What is Social Engineering?

Posted by Jeremy O'Brien on May 05,  2017


Reprinted with permission from the University of Tennessee at Knoxville, Office of Information Technology (OIT) 

What is Social Engineering? 

Social engineering is the art of manipulating people, so they give up confidential information. The types of information these criminals are seeking can vary, but when individuals are targeted the criminals are usually trying to trick you into giving them your passwords, bank information, your credit card information, or access your computer to secretly install malicious software–that will give them access to your information as well as give them control over your computer. 

Criminals use social engineering tactics because it is usually easier to exploit your natural inclination to trust than it is to discover ways to hack your software. For example, it is much easier to fool someone into giving you their password than it is for you to try hacking their password (unless the password is really weak). 

Security is all about context; knowing WHO and WHAT to trust. Knowing when, and when not to take a person at their word; when to trust that the person you are communicating with is indeed the person you think you are communicating with; when to trust that a website is or isn’t legitimate; when to trust that the person on the phone is or isn’t legitimate; when providing your information is or isn’t a good idea. 

Ask any security professional and they will tell you that the weakest link in the security chain is YOU; the human who accepts a person or scenario at face value. It doesn’t matter how many locks and deadbolts are on your doors and windows, or if have guard dogs, alarm systems, floodlights, fences with barbed wire, and armed security personnel; if you trust the person at the gate who says he is the pizza delivery guy and you let him in without first checking to see if he is legitimate you are completely exposed to whatever risk he represents. 

For example, if you have a question about a charge on your credit card bill, call your bank or financial institution.

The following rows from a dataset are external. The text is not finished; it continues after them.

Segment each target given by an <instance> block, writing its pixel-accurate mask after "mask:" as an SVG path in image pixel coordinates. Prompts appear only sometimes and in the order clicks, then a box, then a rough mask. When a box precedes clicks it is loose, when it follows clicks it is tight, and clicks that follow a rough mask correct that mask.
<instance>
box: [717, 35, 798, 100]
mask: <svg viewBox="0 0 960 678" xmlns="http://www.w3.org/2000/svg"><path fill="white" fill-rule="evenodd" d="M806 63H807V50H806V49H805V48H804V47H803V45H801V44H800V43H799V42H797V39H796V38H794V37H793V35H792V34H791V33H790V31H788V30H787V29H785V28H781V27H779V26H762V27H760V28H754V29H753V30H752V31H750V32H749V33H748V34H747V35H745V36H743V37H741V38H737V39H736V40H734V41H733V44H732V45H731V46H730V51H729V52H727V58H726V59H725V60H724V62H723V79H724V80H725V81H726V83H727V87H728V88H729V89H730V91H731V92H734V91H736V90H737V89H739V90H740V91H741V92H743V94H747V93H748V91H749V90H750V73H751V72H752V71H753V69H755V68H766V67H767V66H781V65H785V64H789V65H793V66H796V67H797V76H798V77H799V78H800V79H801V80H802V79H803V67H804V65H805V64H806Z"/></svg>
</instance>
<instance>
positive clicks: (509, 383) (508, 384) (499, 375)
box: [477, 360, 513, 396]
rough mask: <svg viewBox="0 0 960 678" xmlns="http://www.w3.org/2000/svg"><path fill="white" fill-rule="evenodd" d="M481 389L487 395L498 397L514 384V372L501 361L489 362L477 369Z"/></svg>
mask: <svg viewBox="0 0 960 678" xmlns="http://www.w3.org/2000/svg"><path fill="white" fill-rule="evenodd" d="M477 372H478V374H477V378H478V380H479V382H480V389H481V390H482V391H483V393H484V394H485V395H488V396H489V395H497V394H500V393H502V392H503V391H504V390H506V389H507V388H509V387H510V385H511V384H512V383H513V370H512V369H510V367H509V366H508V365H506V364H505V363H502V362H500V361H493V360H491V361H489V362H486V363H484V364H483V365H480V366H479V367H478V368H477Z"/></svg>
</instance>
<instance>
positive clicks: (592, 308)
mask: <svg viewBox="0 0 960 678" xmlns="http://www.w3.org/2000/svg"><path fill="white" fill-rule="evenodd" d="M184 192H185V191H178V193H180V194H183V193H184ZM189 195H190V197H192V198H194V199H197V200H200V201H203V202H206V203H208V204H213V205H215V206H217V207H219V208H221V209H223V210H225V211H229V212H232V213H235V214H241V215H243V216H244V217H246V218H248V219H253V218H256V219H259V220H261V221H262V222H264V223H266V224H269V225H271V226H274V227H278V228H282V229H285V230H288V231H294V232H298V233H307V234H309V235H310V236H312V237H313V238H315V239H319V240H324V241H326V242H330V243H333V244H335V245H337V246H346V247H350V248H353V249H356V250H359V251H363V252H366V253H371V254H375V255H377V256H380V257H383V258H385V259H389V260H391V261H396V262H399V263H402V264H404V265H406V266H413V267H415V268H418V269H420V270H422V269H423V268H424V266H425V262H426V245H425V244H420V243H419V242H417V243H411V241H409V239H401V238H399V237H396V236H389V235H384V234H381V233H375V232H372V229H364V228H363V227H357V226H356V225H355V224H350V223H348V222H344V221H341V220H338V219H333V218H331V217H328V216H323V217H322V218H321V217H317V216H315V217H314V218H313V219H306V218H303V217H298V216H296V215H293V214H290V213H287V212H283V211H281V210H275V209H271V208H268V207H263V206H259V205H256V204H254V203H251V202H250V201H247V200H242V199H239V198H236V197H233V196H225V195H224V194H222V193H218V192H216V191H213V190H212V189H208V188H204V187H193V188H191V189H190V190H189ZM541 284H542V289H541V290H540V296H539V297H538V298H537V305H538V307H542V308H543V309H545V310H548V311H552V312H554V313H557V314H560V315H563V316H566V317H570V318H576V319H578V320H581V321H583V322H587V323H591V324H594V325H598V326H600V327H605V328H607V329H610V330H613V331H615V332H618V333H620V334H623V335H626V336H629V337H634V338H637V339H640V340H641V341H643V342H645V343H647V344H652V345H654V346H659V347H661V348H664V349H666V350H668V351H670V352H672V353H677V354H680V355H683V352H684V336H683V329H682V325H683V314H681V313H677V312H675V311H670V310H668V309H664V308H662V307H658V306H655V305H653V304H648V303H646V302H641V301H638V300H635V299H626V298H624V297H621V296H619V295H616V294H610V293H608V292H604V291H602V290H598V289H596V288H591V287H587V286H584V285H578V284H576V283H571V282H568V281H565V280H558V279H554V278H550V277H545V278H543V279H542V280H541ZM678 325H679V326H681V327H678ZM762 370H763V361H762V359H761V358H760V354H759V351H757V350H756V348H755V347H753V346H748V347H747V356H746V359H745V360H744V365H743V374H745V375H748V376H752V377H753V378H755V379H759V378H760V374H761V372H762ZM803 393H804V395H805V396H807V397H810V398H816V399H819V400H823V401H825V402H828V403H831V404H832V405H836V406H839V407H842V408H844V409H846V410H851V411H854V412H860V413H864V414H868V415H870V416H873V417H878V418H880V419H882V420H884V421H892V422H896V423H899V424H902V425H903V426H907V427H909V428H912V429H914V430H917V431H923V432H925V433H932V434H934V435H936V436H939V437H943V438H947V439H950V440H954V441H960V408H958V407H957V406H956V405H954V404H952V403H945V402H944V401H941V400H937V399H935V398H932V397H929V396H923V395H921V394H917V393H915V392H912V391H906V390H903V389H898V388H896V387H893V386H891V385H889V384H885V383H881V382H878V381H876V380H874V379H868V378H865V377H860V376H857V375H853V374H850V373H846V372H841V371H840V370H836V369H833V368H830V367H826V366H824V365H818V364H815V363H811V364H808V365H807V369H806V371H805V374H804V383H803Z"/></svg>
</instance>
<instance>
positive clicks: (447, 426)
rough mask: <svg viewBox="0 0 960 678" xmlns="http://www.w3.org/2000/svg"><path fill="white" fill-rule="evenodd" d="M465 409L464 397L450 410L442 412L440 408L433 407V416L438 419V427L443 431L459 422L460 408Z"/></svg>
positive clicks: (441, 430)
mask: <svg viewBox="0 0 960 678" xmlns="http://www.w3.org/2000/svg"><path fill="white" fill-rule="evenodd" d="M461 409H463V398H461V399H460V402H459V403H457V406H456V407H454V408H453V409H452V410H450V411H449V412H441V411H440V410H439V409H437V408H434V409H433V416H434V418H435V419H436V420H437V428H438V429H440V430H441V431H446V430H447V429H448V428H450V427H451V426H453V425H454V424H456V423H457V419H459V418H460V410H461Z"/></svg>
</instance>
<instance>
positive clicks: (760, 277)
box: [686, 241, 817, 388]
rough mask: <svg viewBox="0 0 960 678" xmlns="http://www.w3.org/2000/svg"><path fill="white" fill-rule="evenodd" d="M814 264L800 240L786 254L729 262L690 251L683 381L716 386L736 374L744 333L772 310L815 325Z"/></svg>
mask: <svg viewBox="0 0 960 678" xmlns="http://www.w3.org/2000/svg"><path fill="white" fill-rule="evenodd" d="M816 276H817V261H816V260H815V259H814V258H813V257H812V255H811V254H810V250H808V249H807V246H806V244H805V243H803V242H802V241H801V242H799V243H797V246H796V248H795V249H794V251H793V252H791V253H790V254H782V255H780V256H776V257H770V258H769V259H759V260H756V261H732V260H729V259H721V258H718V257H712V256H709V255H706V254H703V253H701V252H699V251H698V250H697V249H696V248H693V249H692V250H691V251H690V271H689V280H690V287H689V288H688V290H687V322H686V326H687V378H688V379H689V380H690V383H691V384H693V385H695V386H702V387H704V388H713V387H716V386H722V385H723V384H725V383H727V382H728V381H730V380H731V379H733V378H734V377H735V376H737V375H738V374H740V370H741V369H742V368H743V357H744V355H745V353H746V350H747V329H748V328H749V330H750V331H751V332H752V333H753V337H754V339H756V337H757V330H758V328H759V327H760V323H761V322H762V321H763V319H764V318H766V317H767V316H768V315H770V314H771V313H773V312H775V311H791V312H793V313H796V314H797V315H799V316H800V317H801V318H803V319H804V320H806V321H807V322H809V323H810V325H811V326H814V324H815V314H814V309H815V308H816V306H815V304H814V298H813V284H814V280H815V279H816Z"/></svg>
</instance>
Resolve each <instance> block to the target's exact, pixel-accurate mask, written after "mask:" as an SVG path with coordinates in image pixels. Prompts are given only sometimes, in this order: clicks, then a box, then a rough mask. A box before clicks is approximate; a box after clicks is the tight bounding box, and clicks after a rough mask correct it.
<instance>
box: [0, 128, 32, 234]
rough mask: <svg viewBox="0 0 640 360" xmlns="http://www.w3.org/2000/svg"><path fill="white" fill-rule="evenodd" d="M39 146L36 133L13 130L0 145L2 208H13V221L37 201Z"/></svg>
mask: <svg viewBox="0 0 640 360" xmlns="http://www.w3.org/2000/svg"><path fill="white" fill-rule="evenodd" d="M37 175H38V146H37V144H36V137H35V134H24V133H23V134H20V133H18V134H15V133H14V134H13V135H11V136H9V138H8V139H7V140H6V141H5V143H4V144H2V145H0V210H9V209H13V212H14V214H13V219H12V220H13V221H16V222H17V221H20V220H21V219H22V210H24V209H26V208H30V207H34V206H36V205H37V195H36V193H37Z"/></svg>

Recently, there was a case where a person questioned an excessive charge on their credit card statement. They “Google’d” the customer service for the company placing the charge and, innocently enough, went to a site that “looked about right” and had all the right words; except the URL did not belong to the company who had placed the charge. They called the number on the site and ended up giving their credit card to the person on the phone and granting access to their work computer. It was a bogus site which mimics the customer service for all of the major social media outlets. For over 20-minutes, the criminals had access to the workstation PLUS the credit card number. Moreover, the criminals had full access to the person's email and drives. They were free to download as much from the workstation as they wanted. 

NEVER grant others access to your computer (work or home) unless you have checked it out thoroughly. Ask your departmental IT staff before granting anyone access to your computer. You can also call OIT and seek guidance. 

Regardless of our occupations or the level of education we’ve achieved, we’re all subject to social engineering; it’s how we’re built. Unfortunately, it’s exactly what the criminals are counting on, and they’re very good at extracting information from you. YOU are the last line of defense. All of the technical controls are moot if you give up control of your device or use passwords that are weak and subject to cracking.